I am wiring up multiple switched outlets in garage ceiling for the garage lights and i am assuming they all need to be GFCI protected. So my question is must I install GFCI outlets after the switch for each outlet. It would mean two of the outlets would be GFCI and I am installing 2 LED lights to plug into each outlet that only are drawing .4 amps each. It seems kind of ridiculous to install GFCI for switched outlets dedicated to these lights.

Best Answer

Any GFCI device is capable of protecting any number of loads downline. At extremes, Europeans use one GFCI device for their whole house but this requires compromises that make it a bad idea here. Therefore, it is unusual to need more than one GFCI per circuit. Most of the time, when people fit multiple GFCIs on a circuit, there's a sad knowledge gap there, which is causing them to waste money.

GFCIs are not receptacles. Those things are GFCI+receptacle combo devices. They also make GFCI+circuit breaker combo devices, as well as standalone GFCI (they look like a receptacle, but with no pins, and the slang is "Deadfront"). There is no way to plug in anything to a breaker or deadfront, so their whole point is to protect downline loads. But GFCI+receptacles can do it too.

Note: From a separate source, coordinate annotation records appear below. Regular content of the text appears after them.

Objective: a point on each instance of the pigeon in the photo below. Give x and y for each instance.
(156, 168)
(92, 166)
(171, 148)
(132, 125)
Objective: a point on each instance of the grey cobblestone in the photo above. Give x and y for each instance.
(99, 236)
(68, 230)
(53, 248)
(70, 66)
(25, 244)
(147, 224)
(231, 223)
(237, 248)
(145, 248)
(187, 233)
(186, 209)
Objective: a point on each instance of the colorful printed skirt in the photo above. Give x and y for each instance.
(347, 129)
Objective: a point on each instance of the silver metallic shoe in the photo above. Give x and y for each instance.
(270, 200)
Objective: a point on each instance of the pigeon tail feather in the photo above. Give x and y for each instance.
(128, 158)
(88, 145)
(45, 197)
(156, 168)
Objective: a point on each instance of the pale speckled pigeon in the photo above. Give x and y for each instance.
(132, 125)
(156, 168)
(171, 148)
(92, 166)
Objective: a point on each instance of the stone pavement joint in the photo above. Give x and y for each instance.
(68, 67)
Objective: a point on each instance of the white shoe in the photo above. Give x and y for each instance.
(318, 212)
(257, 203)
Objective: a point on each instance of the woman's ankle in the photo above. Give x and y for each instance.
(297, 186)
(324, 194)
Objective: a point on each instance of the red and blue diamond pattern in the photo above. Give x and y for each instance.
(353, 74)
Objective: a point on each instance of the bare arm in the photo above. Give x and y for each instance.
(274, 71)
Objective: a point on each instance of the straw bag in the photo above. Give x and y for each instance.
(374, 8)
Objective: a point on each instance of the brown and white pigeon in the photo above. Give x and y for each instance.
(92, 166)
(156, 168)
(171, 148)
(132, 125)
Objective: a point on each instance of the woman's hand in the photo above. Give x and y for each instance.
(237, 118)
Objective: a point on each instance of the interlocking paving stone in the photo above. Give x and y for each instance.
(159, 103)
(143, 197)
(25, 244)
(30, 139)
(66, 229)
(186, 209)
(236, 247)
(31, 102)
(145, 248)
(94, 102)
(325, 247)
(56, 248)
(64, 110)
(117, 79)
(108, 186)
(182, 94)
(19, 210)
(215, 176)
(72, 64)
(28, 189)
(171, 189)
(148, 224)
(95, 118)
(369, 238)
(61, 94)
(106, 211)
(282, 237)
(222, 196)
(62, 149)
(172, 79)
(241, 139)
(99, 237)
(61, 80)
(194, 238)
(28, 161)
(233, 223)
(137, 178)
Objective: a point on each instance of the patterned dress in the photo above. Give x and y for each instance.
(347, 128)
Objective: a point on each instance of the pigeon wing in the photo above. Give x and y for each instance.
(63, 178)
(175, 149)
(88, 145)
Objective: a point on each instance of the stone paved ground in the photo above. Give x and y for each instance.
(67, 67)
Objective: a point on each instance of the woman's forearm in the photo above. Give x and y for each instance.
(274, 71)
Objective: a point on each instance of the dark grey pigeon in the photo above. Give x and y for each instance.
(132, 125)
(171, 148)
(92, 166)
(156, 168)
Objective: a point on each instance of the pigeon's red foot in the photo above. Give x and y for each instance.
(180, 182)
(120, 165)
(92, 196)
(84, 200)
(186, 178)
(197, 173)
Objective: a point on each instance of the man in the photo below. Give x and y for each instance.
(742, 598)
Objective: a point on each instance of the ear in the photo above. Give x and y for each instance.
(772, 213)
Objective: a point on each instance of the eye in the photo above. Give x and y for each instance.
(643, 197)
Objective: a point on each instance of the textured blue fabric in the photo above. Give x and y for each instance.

Regardless, as long as these receptacles are on the ceiling such that they're for obviously lights only and not readily accessible for other loads, ask your local inspector if you can exempt them from GFCI requirements. If you can't, using GFCI receptacles on the ceiling is prohibited. You need to be able to reach them to reset them! This forces you into a downline design. And another factor does too...

Putting a GFCI device downstream of a switch is bad design, and will play havoc with many models. In that case the GFCI needs to be upstream of the switch and feed both hot and neutral of the switch+light section of the circuit, so the GFCI proper is never switched. By nature it must be one GFCI.